Today, the English Football League (EFL) will mark its fifth Day of Action, where all 72 Clubs from its three divisions come together to demonstrate the impact that football has in positively changing people’s lives.

As part of the EFL Day of Action, a number of Cardiff City players surprised participants involved in Cardiff City FC Foundation projects by video calling and finding out more about how our club changes lives.

The recently crowned ‘Championship PFA Player in the Community’ Will Vaulks took time out to speak with young people on the streets as part of the Foundation’s detached youth work project – Kicks Targeted.

Will joined Cardiff City FC Foundation coaches as they approached young people in their territory, such as the streets, estates and parks to start important conversations around staying safe, what can be done to prevent violence against women and to direct young people to the Foundation’s free football sessions –Kicks - to help reduce anti-social behaviour.

Between 2019-20, anti-social behaviour rates increased by 47% on the prior year. As well as providing free in-person activities at 20 Kicks sites across 7 local authorities, we continue to offer online Kicks activities during lockdowns and work in partnership with South Wales Police and Youth Services to support young people.

Another strand of the Foundation Kicks programme is the Kicks Targeted project that provides one to one mentoring for young people who have been identified to be involved with or are at risk of becoming involved in youth violence.

Wales International Vaulks spoke with 16-year-old Chloe to hear more about her journey, how since working with the Foundation her school attendance, grades and behaviour have improved. Chloe no longer gets into trouble with the police and has better relationships with teachers, friends and family.

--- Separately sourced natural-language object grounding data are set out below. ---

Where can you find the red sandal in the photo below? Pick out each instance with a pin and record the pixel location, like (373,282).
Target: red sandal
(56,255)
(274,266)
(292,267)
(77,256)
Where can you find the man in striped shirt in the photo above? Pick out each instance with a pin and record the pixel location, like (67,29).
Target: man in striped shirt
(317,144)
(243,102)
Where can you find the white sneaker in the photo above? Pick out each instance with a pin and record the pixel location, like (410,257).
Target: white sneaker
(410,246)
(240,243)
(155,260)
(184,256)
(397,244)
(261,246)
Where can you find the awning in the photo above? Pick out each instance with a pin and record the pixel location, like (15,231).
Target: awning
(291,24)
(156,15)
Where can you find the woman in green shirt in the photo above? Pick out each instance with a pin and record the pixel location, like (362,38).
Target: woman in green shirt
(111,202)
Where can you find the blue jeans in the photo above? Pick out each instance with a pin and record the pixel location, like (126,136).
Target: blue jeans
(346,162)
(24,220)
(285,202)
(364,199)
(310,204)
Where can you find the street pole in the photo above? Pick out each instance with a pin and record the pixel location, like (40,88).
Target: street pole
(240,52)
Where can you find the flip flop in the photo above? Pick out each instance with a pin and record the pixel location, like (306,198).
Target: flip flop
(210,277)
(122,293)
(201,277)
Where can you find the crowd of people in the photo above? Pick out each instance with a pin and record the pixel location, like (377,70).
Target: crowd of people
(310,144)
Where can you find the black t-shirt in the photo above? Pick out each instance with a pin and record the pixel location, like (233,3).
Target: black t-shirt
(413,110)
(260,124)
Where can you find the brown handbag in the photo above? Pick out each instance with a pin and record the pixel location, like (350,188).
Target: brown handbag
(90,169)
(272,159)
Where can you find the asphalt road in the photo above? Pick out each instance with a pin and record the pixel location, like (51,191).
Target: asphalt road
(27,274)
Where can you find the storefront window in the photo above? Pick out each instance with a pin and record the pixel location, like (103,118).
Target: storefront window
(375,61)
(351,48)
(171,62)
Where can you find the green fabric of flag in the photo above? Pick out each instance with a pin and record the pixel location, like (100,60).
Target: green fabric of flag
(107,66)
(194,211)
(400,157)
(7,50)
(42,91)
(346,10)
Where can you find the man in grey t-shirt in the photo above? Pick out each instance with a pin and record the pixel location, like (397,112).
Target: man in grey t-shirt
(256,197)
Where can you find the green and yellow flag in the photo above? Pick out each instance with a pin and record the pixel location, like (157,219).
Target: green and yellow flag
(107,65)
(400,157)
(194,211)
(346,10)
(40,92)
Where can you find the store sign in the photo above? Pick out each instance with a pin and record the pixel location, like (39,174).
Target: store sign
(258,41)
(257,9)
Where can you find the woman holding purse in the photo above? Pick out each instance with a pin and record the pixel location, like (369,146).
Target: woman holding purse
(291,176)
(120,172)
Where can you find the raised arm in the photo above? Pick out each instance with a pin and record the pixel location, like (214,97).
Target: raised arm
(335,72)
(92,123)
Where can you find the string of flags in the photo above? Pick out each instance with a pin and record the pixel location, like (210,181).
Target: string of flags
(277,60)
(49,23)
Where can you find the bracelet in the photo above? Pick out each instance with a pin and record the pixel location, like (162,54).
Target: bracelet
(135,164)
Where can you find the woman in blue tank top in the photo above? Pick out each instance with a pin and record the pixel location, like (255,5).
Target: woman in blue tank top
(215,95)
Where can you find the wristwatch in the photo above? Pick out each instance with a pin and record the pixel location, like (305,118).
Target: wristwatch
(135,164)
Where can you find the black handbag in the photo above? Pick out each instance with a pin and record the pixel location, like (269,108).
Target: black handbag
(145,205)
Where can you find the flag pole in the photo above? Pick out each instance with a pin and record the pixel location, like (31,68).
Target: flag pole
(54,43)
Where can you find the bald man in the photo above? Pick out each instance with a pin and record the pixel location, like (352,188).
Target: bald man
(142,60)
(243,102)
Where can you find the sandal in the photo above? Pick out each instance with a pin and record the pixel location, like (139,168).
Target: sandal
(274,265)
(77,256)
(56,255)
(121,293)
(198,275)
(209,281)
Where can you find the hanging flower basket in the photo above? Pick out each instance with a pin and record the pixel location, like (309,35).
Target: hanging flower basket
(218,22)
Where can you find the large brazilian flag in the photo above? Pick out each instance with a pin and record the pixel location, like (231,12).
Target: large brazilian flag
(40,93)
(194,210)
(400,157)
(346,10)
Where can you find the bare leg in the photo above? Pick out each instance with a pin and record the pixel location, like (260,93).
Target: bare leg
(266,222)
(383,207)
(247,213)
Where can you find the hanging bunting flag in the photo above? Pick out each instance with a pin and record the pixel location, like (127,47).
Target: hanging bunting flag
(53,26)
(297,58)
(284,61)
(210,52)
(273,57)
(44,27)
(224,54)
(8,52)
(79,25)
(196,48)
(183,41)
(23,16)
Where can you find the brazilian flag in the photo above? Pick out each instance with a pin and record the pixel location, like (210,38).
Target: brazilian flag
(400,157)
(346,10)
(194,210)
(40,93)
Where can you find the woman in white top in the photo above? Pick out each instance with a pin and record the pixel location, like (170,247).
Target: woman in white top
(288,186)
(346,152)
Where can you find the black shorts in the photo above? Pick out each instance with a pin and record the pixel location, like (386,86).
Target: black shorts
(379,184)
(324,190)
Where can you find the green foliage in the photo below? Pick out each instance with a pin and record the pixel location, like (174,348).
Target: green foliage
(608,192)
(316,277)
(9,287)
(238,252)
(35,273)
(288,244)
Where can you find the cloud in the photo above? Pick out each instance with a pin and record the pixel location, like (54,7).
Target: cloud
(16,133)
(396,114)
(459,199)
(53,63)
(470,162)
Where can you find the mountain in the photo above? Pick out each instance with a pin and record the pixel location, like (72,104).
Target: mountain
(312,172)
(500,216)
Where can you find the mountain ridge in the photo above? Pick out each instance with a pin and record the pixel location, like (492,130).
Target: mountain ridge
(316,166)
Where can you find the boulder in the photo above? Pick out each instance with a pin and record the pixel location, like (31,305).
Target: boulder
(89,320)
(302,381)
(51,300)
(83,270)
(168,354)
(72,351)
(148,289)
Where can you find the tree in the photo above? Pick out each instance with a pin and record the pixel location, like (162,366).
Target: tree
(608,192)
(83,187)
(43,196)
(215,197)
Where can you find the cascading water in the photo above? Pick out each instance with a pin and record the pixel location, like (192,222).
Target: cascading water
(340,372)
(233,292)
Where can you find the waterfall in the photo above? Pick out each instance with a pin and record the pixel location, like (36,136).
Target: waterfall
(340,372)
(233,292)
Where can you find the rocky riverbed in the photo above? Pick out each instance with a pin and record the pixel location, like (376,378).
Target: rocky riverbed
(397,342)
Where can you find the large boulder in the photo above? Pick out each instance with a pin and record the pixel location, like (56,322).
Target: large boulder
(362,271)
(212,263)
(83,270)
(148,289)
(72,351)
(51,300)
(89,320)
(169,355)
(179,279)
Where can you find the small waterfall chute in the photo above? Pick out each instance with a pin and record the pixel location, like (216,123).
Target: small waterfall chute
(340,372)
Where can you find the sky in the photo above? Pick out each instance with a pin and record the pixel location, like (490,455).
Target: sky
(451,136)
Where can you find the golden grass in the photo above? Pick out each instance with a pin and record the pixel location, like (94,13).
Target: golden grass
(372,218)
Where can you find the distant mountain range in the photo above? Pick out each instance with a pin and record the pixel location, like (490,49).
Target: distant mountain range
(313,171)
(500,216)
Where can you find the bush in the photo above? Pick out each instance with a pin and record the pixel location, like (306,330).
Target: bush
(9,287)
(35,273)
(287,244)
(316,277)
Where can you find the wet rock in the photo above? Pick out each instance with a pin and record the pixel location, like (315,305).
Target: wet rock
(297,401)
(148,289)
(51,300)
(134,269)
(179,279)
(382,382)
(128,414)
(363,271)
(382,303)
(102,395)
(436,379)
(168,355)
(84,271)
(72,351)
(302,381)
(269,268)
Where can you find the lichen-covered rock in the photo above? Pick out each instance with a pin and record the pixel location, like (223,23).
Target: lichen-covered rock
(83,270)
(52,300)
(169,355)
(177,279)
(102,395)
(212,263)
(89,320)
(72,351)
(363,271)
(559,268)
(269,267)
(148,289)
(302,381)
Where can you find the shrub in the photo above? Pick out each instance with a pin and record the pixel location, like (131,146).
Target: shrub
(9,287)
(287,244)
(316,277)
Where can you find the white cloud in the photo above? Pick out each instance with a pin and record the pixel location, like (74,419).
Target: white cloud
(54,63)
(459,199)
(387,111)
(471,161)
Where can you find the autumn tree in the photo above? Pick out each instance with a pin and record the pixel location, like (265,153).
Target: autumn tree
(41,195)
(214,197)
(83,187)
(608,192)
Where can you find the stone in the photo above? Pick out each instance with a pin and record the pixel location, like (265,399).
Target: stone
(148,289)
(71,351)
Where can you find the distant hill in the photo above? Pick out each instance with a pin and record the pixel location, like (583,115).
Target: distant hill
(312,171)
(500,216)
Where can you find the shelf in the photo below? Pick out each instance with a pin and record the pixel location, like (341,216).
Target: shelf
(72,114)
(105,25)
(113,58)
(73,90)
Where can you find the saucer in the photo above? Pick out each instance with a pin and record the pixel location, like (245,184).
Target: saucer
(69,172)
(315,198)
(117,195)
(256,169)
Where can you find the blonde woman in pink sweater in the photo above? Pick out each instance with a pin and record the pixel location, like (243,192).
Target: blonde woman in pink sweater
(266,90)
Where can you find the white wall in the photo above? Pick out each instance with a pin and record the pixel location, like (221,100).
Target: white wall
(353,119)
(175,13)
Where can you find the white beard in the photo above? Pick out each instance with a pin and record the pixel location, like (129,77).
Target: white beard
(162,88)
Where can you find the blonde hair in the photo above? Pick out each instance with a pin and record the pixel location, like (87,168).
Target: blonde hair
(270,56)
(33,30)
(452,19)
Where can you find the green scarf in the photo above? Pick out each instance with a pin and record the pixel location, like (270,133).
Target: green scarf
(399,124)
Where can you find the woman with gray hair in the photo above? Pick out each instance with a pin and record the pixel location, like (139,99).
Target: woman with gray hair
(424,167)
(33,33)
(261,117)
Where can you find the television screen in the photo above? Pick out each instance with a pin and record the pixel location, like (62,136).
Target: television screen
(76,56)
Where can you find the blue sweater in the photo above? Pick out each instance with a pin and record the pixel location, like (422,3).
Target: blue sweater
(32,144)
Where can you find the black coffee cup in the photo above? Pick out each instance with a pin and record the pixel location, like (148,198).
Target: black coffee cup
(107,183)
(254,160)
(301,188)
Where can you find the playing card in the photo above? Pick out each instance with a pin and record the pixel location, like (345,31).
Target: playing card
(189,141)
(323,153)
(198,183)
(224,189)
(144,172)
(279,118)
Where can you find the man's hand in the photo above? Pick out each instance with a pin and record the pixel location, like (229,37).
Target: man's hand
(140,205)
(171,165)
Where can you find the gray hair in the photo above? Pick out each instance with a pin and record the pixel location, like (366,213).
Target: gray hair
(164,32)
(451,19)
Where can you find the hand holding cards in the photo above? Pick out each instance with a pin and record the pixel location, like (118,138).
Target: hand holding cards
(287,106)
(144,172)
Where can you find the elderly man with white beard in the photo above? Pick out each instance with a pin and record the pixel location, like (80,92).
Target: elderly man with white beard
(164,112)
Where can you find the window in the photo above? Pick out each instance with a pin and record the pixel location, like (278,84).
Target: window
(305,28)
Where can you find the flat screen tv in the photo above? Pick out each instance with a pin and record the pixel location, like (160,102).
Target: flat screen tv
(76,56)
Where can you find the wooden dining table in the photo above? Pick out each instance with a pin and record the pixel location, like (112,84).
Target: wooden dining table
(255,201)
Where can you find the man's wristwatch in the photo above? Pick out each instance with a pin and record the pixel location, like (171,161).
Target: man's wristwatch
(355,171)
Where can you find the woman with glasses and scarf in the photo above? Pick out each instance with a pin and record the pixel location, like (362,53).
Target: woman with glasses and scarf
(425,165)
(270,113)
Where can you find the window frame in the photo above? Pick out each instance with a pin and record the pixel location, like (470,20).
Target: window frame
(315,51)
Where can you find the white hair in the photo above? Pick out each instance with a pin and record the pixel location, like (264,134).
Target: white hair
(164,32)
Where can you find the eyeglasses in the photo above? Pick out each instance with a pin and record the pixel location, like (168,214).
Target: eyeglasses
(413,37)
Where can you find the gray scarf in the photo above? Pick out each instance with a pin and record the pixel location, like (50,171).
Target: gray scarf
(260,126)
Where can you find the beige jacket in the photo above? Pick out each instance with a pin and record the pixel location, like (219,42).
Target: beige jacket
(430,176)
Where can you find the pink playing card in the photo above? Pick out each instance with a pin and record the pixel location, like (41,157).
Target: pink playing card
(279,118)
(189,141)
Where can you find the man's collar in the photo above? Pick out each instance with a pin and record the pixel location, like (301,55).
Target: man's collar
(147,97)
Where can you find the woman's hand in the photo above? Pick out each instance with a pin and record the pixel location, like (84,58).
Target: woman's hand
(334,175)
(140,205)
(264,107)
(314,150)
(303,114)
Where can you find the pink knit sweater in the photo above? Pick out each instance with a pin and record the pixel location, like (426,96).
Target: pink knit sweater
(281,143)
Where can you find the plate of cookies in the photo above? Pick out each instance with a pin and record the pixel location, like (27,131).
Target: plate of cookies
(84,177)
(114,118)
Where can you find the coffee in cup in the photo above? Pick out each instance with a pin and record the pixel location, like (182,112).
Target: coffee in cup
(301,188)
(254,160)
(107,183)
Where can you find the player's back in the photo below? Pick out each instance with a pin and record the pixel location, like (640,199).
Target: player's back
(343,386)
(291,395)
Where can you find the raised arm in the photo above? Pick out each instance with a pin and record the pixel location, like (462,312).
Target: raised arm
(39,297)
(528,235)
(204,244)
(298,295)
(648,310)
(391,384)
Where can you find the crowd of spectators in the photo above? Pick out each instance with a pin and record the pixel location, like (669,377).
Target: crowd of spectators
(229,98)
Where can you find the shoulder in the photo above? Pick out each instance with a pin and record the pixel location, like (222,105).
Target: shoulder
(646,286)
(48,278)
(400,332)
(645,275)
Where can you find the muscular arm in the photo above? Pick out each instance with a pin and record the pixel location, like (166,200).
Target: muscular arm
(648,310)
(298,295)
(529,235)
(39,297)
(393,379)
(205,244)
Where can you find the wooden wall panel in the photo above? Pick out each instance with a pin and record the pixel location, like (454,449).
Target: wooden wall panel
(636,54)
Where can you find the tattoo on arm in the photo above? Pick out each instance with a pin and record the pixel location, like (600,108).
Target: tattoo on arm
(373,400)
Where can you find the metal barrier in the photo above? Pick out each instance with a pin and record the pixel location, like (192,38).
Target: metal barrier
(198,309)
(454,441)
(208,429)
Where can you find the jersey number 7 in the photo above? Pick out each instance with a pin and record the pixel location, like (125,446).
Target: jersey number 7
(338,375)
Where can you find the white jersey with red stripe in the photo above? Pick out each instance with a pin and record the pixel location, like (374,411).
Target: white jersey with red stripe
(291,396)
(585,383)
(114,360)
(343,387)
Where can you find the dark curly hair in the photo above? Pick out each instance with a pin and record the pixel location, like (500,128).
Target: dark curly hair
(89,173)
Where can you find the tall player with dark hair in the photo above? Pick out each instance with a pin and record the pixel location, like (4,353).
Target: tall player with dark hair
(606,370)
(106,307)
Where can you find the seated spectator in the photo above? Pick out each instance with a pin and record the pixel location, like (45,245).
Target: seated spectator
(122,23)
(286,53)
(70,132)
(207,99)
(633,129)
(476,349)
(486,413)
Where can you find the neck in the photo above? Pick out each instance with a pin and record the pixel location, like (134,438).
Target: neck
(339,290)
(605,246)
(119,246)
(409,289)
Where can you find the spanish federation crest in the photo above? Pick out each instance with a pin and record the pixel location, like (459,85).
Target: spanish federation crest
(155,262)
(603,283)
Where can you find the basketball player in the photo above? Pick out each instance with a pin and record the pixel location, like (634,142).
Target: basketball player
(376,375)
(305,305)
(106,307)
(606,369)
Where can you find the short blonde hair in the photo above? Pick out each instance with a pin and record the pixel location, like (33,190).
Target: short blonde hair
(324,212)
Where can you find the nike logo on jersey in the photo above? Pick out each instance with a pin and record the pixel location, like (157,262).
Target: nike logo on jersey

We know that 500,000 young people are known to be involved or vulnerable to gangs and that 61% of young people experience difficult emotions or have mental health issues. That’s why we diversified our Kicks project to provide tailored one to one support, providing 111 sessions for at-risk young people in 2019/20.

The Foundation’s Future Pathways Post-16 Education Students returned to the classroom this week. In the midst of the excitement to be back amongst friends and tutors, Foundation students spoke with Alex Smithies to highlight how they’re pleased to be back in class, how they looked after their wellbeing during lockdowns and future ambitions.

Nationwide, 68% of young people said their mental health got worse during lockdown. The City stopper heard about how Foundation tutors provided regular wellbeing check-ins to support students and shared advice on how he looks after his physical and mental wellbeing.

Joe Bennett paid an online visit to Pencaerau Primary School in Ely, Cardiff to speak with a class of children involved in the Primary Stars project.

Primary Stars is a primary school programme that supports children to learn, be active and develop important life skills in the classroom, on the playground and on the sports field.

The Foundation provided free online learning resources for children and families during lockdown, to support literacy, numeracy and personal social education, as well as delivering the Bluebirds from Home Schools festival. The home learning festival engaged with more than 140 schools, offered to 36,000 children, providing Cardiff City-themed learning resources and fun fitness challenges to get children active.

We know that 25% of children struggle with confidence and self-esteem, that’s why it was vital that we supported children to reconnect, build confidence & resilience and supporting their physical and mental wellbeing through football sessions upon returning to school after months away from the classroom.

Joe enjoyed listening to the children and shared advice about the importance of resilience and confidence as well as talking about football of course!